The HP 54645A and 54645D were designed concurrently. We made every effort to have the oscilloscope-only product (the HP54645A) be simply the combination product (the HP54645D), with an external trigger circuit substituted for the digital channel subsystem. Even the firmware ROM in the two products is identical.
Architecture
We started the design by modifying the architecture. A simplified block diagram of an HP 54600 Series oscilloscope is shown in Fig. 1. Two ICs form the core of the system: the acquisition processor and the display processor. The display system was left alone and only the acquisition circuitry was redesigned. We kept the same display, the same package, the same analog front end, and the same host 68000 processor.
[Figure 1 ILLUSTRATION OMITTED]
In the original HP 54600 design, the acquisition processor IC was responsible for taking the digitized samples from the analog-to-digital converter (ADC) and placing them into an external memory as time-ordered pairs, which the display processor IC placed on the CRT display. More specifically, the acquisition tasks include:
* Generation of the sample clocks for the ADCs and controlling the decimation of the sample clock and dither algorithms for use at slower time base settings.

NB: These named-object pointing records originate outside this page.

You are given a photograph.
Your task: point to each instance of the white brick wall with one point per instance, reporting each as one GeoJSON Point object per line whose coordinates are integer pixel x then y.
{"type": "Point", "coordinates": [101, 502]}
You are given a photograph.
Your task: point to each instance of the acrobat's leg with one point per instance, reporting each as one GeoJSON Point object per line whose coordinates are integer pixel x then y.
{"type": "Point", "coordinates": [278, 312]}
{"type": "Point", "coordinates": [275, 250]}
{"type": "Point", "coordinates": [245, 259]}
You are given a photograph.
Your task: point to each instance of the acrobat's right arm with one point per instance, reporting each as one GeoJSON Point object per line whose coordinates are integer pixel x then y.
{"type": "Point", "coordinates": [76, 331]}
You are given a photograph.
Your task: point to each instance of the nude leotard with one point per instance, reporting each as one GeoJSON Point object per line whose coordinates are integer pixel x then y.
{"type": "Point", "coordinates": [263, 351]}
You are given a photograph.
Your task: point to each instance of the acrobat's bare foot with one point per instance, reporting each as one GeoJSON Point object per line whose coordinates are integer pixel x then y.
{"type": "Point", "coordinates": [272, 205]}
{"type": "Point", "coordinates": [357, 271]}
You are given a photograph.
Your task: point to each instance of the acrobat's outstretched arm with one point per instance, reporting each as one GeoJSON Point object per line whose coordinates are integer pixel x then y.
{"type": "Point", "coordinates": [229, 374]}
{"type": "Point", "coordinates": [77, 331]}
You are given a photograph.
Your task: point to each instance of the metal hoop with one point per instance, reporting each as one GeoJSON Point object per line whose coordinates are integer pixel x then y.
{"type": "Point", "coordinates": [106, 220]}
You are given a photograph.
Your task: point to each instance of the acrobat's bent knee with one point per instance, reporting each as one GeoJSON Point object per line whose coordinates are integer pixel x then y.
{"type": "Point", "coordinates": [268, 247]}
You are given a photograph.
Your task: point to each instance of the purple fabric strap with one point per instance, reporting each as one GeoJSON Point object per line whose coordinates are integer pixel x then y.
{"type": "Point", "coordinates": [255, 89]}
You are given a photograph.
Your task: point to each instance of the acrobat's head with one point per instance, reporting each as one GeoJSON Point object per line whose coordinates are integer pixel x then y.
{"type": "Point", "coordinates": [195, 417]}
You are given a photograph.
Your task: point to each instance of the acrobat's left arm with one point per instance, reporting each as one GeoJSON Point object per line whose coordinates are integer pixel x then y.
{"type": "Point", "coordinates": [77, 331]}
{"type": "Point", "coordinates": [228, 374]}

*Peak detection of the ADC data. This block calculates the minimum and maximum values of the sampled data.
* Intermediate storage of the ADC data (or minimum/maximum pairs if the peak-detector is used) into an internal circular 2K-sample memory. This memory, known as the capture RAM, holds the data until the trigger point is calculated.

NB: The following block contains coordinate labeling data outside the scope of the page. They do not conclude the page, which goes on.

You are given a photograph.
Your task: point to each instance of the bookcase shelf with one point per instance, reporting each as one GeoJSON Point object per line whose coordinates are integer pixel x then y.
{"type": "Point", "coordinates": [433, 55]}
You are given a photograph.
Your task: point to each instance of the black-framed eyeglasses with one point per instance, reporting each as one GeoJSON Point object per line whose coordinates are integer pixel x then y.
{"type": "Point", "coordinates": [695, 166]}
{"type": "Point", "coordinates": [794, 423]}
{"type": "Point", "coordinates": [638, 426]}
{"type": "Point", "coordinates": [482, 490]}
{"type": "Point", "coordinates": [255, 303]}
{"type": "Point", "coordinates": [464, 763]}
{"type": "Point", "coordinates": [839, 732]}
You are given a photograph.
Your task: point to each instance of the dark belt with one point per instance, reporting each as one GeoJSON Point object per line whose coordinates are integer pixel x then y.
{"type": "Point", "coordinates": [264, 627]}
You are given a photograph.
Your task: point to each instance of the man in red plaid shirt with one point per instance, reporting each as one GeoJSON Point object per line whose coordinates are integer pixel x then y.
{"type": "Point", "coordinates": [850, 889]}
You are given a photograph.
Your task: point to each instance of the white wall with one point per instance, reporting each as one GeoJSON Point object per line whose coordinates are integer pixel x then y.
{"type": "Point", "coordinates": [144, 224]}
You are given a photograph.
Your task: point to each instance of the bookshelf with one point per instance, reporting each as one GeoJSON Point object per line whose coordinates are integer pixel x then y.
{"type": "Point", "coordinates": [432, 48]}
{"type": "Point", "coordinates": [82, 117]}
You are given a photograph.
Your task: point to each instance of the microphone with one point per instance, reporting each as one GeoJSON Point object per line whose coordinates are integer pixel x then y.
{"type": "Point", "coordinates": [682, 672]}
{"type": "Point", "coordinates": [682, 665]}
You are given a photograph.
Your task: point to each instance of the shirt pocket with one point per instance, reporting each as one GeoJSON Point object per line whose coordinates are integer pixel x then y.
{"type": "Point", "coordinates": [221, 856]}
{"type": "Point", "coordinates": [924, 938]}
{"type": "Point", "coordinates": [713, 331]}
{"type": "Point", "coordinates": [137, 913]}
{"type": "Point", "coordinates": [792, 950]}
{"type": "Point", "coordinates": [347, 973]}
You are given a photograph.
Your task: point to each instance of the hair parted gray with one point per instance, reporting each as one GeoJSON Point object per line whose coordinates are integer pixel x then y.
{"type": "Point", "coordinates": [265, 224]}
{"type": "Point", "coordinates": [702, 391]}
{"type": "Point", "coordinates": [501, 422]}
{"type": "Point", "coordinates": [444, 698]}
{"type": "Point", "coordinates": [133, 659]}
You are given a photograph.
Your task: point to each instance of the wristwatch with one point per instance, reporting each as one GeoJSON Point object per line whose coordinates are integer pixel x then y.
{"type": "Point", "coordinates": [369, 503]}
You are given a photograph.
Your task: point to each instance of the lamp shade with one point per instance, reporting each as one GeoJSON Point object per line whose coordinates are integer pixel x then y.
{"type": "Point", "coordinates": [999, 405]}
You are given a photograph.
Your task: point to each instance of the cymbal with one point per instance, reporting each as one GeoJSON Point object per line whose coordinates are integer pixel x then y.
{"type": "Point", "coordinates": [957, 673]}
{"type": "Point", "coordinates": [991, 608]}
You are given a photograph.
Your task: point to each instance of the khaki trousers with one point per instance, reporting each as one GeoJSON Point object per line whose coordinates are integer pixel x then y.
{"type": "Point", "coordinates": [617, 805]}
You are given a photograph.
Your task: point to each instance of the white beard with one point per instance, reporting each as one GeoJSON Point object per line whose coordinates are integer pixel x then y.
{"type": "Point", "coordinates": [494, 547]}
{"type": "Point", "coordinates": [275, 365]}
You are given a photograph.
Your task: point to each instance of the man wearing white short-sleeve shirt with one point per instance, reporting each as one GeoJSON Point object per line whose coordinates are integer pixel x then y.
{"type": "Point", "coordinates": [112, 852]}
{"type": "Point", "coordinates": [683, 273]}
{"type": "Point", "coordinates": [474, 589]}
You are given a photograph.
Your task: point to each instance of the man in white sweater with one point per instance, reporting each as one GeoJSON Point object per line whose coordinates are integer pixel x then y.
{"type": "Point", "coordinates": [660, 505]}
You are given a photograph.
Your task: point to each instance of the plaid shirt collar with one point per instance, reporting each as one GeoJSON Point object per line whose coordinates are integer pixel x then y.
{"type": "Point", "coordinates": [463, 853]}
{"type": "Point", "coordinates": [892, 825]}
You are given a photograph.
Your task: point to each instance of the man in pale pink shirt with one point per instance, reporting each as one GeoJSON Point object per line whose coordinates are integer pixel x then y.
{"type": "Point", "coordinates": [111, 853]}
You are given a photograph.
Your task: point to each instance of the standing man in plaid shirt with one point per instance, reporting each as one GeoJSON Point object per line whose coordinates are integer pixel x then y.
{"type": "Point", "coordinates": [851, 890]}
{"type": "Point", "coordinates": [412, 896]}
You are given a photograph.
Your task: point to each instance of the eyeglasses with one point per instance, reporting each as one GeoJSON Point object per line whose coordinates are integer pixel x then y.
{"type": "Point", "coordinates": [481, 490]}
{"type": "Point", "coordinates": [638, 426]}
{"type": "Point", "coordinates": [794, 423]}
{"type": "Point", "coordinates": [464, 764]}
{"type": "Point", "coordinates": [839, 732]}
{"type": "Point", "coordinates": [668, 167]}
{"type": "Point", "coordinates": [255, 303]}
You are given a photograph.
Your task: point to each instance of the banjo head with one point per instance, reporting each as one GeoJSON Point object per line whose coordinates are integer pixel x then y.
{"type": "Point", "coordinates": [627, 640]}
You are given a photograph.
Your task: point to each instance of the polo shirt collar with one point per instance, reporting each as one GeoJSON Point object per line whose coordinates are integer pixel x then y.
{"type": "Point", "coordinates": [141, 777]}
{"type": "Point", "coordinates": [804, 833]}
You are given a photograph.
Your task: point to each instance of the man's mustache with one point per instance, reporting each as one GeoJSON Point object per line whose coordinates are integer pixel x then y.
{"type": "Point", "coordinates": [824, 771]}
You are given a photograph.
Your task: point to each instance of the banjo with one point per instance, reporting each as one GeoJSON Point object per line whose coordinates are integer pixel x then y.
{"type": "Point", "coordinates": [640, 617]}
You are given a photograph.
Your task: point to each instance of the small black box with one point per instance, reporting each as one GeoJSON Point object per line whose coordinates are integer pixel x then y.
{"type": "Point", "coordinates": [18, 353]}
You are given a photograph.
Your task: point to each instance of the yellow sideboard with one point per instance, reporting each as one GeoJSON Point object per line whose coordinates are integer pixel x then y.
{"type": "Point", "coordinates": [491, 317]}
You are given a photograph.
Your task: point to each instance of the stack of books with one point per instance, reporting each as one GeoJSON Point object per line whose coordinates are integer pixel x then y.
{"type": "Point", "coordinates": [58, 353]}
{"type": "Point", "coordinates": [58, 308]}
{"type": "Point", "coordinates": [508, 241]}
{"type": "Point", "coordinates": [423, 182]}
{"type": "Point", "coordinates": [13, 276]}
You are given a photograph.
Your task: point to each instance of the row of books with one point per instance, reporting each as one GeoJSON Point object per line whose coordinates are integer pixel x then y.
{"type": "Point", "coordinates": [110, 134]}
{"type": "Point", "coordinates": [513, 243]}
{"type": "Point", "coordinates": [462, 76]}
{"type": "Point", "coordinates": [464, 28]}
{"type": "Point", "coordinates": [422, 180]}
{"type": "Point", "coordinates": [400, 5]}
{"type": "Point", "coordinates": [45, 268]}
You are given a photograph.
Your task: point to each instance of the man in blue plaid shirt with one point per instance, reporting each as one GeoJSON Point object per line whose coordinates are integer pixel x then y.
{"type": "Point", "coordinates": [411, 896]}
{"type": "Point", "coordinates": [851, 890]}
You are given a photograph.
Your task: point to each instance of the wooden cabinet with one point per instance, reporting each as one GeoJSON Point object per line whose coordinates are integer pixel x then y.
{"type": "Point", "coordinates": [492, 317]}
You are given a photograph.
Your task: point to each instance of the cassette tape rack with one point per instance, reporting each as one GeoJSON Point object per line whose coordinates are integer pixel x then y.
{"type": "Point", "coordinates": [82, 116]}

* Accepting the analog trigger from one of the channels and measuring the time between the trigger and one of the sample clock edges.
* After the trigger is found, unloading the data from the capture RAM into an external RAM known as the waveform RAM. For each sample value, a corresponding x-axis (time) value is calculated.

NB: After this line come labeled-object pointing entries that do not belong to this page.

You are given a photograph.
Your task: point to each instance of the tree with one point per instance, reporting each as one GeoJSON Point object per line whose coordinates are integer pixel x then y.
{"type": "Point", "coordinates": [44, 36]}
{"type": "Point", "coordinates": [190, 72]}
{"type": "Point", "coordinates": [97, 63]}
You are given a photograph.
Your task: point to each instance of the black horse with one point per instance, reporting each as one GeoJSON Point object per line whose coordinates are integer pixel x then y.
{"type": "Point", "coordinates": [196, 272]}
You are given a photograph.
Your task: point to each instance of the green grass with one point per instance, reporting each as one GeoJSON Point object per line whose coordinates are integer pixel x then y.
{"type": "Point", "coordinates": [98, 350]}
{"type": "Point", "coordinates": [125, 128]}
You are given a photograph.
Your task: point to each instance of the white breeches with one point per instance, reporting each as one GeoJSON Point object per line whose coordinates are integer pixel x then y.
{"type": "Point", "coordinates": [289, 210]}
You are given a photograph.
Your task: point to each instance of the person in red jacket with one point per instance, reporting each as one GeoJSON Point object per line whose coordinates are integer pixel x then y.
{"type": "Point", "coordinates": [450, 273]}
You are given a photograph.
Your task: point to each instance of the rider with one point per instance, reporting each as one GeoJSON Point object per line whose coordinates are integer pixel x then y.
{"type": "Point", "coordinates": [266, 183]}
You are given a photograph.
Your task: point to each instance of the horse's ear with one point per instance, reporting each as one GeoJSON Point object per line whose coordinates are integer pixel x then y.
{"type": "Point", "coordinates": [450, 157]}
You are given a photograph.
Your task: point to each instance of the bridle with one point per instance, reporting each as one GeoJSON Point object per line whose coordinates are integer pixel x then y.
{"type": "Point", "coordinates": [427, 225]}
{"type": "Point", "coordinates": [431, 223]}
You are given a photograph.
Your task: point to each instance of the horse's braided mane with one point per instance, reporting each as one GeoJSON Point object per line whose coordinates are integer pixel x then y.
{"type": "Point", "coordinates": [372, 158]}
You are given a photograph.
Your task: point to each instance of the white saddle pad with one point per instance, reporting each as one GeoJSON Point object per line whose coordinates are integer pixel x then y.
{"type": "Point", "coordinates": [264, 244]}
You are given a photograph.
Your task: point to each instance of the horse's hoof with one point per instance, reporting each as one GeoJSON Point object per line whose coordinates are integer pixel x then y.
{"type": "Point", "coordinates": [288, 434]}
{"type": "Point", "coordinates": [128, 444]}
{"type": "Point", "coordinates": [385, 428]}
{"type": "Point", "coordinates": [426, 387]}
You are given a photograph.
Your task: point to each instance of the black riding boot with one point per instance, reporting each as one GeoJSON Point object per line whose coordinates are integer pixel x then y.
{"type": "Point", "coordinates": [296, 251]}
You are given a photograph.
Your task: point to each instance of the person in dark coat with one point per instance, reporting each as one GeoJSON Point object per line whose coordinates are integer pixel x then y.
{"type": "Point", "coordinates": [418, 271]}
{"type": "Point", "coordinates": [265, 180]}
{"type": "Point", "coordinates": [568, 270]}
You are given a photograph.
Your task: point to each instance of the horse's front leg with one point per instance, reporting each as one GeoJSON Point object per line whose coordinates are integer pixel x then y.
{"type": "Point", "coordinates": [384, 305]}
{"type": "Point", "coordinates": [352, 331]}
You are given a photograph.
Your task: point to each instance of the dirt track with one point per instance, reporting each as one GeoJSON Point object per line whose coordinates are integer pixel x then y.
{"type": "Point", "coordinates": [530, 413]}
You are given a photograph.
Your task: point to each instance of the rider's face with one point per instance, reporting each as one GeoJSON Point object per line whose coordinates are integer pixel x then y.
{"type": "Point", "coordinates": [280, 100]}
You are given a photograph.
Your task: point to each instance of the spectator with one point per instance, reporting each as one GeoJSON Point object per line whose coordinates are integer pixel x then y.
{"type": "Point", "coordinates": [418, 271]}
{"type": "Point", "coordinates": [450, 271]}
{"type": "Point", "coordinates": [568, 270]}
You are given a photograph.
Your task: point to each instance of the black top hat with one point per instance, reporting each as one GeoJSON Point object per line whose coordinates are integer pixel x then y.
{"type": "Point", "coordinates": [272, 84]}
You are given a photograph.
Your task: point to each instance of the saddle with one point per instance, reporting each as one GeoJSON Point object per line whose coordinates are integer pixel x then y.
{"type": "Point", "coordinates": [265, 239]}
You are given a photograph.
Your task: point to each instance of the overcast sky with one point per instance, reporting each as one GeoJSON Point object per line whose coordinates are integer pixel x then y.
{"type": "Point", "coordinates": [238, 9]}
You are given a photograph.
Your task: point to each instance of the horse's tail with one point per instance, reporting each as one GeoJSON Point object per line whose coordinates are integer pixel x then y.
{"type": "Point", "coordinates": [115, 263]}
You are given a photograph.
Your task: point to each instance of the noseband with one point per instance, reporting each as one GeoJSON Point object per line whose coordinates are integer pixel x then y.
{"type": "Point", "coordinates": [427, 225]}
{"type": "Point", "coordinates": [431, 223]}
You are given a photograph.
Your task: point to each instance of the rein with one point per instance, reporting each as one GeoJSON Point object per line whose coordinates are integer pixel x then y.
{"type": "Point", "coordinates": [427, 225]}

All of these tasks were integrated into one chip for the HP 54600 oscilloscopes. For the new products, we divided the above functions into separate, discrete components, as shown in Fig. 2.
[Figure 2 ILLUSTRATION OMITTED]
Clock Generation. Much of the difficulty of the original one-IC design stemmed from unwanted coupling between the sample clocks and the trigger clocks. In a digital oscilloscope, such coupling can severely corrupt the time base fidelity, causing time-axis nonlinearities ("bowing in time"), time-axis discontinuities, and sample bunching. In a higher-frequency instrument, the design of the clocking and trigger systems would have been all the more difficult. Consequently, the new products have a separate, dedicated bipolar IC for handling the clock generation and triggering.
Peak Detection. As before, we needed a handful of digital circuitry that stands between the ADC and the intermediate capture memory. This circuitry takes the 200-MSa/s 8-bit ADC data, calculates the appropriate minimum and maximum values, and stores the results sequentially into memory.
Additionally, we decided to improve the averaging performance by digitally low-pass filtering the incoming sampled data before storing it into memory. This technique (later named smoothing) requires summing 32-bit values at a 200-MHz rate.
We chose to realize these functions in a CMOS gate array known as the oscilloscope signal processor IC. In addition to the functions described above, this IC decelerates (or fans out) the ADC data, steering and decimating the sampled data into the capture memory as described next.
Capture Memory. Recall that this memory is used to hold the incoming data until a suitable trigger point has been found and measured. In the HP 54600, the acquisition processor, being a fully custom design, had an internal 2K-byte (16K-bit) memory. Such memories are less available in gate array technology, so combining this function with the oscilloscope signal processor IC wasn't a particularly attractive option.